Plaintiff thereafter commenced this action against defendant alleging, inter alia, violations of Labor Law § 240 (1) and § 241 (6). Following joinder of issue and discovery, Supreme Court denied the parties’ respective motions for summary judgment except to the extent of dismissing plaintiff’s Labor Law § 241 (6) cause of action. The matter proceeded to trial, at the conclusion of which defendant moved to dismiss plaintiff’s case and plaintiff cross-moved for a directed verdict. Supreme Court reserved decision and submitted the case to the jury, which returned a verdict in favor of defendant. Plaintiff’s subsequent motion to set aside the verdict was denied, prompting these appeals.
We affirm. Initially, we reject plaintiff’s assertion that Supreme Court erred in denying his cross motion for a directed verdict. It is well settled that a motion for a directed verdict is appropriate only “where, based on the evidence presented, there is no rational process by which a jury could find for the nonmoving party” (Clemente v Impastato, 274 AD2d 771, 773; see, Amo v Little Rapids Corp., 268 AD2d 712, 715, amended 275 AD2d 565; see also, CPLR 4401). Rased upon our review of *837the record as a whole, we conclude that a question of fact existed both as to whether there was any violation of Labor Law § 240 (1) and, if so, whether such violation was the proximate cause of plaintiffs alleged injuries, thereby precluding a directed verdict.

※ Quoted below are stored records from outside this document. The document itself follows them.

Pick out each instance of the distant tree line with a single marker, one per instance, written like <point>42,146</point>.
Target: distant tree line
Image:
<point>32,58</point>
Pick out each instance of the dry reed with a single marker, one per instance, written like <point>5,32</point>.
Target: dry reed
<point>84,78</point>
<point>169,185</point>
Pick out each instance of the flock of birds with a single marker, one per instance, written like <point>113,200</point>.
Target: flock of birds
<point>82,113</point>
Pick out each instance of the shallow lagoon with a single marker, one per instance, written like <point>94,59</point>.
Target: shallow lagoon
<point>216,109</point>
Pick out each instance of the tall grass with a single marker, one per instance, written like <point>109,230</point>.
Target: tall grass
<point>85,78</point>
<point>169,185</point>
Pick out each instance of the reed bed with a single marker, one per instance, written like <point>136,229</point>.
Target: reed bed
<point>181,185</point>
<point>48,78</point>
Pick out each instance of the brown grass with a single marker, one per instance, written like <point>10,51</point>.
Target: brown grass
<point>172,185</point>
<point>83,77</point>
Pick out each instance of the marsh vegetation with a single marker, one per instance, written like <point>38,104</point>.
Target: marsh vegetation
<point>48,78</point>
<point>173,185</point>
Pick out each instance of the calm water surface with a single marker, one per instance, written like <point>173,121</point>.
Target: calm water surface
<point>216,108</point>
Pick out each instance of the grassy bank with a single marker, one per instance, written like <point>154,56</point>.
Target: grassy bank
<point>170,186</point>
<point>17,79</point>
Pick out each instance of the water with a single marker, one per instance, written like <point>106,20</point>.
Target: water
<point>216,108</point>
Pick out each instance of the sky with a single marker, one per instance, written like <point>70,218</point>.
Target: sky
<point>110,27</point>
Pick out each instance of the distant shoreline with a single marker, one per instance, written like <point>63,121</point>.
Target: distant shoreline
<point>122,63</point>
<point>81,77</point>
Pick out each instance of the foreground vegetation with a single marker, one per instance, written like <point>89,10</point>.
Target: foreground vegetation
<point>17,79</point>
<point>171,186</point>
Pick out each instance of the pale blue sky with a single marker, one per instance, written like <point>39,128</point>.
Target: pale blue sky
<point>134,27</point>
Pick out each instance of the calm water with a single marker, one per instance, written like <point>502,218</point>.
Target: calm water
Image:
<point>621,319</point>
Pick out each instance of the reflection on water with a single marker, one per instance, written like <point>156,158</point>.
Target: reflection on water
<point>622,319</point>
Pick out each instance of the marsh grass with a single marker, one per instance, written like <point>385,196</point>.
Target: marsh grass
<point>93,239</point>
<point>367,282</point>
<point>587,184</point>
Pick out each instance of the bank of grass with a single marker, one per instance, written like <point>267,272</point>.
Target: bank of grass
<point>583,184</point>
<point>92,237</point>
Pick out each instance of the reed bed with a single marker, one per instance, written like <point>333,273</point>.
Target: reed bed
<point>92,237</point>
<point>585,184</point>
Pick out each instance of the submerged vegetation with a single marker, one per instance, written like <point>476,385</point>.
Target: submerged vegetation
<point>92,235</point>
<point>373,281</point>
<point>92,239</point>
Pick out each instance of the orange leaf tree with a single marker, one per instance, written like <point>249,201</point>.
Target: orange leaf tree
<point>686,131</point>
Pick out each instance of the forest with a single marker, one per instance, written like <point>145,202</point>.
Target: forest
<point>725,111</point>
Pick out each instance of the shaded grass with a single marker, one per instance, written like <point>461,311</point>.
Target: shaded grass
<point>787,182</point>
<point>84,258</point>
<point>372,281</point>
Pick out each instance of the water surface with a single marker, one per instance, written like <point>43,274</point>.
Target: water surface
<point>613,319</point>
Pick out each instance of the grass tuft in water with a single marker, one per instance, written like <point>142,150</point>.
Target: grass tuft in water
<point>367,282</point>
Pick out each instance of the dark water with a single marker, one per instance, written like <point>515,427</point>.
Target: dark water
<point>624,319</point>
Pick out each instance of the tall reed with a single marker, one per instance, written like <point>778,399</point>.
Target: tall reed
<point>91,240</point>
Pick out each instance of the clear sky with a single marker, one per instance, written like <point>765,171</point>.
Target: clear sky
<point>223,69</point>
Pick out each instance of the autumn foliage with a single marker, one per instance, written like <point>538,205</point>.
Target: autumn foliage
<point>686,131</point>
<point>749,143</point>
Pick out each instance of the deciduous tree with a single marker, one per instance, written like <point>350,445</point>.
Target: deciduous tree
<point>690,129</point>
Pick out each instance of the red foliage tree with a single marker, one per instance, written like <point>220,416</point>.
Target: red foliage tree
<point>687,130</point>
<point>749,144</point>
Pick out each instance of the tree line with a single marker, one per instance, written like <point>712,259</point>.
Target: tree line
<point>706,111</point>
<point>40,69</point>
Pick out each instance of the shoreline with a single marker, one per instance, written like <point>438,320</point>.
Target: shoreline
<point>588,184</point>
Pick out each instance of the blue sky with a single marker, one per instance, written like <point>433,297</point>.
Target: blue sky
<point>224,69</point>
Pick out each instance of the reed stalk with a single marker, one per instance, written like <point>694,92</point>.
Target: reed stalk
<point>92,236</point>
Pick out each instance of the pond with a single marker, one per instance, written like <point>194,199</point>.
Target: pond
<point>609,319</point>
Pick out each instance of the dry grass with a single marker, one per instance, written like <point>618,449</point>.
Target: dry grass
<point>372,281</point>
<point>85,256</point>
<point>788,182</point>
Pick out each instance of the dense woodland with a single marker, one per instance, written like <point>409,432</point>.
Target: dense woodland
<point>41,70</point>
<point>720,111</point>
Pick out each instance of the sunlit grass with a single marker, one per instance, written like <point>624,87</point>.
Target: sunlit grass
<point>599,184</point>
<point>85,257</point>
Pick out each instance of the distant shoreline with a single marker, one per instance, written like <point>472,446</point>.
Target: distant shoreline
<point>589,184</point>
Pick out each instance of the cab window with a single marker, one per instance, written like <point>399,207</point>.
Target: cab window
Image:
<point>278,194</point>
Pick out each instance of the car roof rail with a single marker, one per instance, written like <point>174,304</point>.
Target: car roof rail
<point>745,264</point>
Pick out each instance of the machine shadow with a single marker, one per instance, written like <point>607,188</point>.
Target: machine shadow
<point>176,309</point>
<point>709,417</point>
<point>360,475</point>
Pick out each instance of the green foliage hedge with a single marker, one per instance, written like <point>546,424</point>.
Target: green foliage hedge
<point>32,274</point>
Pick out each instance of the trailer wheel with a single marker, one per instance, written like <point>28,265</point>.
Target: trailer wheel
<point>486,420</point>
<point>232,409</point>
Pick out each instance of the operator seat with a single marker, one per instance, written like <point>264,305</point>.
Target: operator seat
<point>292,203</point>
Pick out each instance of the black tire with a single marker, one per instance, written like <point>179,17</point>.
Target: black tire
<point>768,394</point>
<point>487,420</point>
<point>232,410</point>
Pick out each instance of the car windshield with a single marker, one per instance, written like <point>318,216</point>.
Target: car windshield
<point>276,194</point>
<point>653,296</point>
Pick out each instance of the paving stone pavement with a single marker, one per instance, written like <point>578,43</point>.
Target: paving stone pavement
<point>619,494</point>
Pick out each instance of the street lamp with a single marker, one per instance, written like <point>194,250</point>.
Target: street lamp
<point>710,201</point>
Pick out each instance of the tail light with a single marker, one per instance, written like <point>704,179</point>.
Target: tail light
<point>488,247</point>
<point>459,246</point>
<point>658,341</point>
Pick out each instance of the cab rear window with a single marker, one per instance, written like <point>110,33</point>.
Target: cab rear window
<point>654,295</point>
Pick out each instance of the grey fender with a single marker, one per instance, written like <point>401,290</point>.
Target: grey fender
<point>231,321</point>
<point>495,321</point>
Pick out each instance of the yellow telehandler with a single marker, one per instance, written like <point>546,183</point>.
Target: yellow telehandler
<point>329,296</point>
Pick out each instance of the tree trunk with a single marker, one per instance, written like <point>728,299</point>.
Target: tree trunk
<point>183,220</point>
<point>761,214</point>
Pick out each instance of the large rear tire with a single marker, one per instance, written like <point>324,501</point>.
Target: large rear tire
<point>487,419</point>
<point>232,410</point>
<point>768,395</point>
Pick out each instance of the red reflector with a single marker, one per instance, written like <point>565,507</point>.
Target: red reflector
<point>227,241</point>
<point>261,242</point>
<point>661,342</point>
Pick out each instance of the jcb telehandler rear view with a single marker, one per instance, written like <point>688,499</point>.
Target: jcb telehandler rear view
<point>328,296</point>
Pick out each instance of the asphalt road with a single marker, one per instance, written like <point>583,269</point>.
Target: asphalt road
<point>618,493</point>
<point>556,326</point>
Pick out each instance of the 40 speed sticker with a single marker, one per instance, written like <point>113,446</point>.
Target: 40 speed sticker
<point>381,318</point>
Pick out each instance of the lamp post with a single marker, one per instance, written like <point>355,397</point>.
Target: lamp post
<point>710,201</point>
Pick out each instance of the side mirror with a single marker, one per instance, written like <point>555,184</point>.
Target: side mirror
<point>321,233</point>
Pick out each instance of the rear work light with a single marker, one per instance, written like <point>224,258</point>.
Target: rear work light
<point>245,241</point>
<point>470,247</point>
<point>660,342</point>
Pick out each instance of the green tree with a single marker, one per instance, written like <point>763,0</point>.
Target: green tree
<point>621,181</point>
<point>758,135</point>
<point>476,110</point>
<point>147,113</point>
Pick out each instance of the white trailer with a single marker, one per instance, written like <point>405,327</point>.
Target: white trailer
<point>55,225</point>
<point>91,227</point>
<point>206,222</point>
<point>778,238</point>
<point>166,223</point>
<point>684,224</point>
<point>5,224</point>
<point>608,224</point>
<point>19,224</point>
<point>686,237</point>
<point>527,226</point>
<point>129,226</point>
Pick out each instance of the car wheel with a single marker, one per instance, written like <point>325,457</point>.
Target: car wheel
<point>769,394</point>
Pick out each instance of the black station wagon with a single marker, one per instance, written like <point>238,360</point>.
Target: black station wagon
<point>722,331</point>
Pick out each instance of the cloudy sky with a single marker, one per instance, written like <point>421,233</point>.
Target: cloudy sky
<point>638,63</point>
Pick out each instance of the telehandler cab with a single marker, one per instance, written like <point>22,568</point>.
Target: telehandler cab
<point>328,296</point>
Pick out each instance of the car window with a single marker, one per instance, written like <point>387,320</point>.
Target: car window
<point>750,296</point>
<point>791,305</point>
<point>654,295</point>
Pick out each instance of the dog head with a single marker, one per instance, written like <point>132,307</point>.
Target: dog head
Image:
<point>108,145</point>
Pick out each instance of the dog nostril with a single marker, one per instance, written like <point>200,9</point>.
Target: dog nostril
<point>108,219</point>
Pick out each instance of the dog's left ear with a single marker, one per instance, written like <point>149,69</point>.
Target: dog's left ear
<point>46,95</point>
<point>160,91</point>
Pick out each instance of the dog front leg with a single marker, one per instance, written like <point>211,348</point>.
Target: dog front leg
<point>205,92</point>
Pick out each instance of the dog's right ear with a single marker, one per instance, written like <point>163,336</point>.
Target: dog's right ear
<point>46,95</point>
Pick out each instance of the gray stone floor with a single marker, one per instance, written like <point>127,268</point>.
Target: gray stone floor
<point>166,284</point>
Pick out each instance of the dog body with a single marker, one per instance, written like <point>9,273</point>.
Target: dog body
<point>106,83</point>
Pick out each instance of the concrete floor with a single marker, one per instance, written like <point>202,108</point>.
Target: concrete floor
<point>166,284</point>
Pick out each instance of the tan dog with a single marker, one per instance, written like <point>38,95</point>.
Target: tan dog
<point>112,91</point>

Plaintiff testified at trial that after the bag of grout caught on the ladder and tore open, the contents of the bag began to run out, pulling him backwards and sideways and twisting the ladder, causing the right leg of the ladder to lift up. Plaintiff further testified that the ladder was placed against the building at approximately a 70-degree angle and that it was not secured in any fashion. However, in a statement given to his employer in 1993, which was admitted into evidence at trial, plaintiff recited a different version of the accident. In that statement, plaintiff indicated that as he climbed the ladder in question, he felt “a sudden sharp pain in [his] left side and low back area,” as a result of which he dropped the bag of grout. Plaintiff went on to state that “[t]he ladder did not slip. The ladder was in good shape. It was the weight of the bag that brought on the pain and nothing else.” Such conflicting proof plainly presented a question of fact for the jury to resolve as to the issue of whether there had been a violation of Labor Law § 240 (1),
Moreover, even crediting plaintiffs testimony that the ladder did in fact twist and lift up off the ground, the record reveals a question of fact as to whether the failure to properly secure the ladder was the proximate cause of plaintiffs alleged injuries. At trial, plaintiff testified that although he had injured his groin widle prying open a crate two days prior to the accident at issue, his back pain resulted solely from the July 16, 1992 incident with the twisting ladder. Other evidence in the record, however, indicated that plaintiff had in fact injured his lower back on July 14, 1992 while prying open the crate. Again, given such conflicting proof, Supreme Court properly denied plaintiffs cross motion for a directed verdict.
We reach a similar conclusion with respect to plaintiffs motion to set aside the verdict. In this regard, the case law makes clear that “[a] verdict should not be set aside as against the weight of the evidence unless the evidence so preponderates in favor of the moving party that the jury could not have reached its verdict upon any fair interpretation of the evidence” (Marek v DePoalo & Son Bldg. Masonry, 240 AD2d 1007, 1008; see, Devoe v Kaplan, 278 AD2d 734, 735). Suffice it to say, in view of our foregoing discussion of the proof adduced at trial, that plaintiff did not meet the standard for setting aside the jury’s *838verdict. Accordingly, the judgment and order from which these appeals are taken are affirmed.
Cardona, P. J., Peters, Mugglin and Lahtinen, JJ., concur. Ordered that the judgment and order are affirmed, with costs.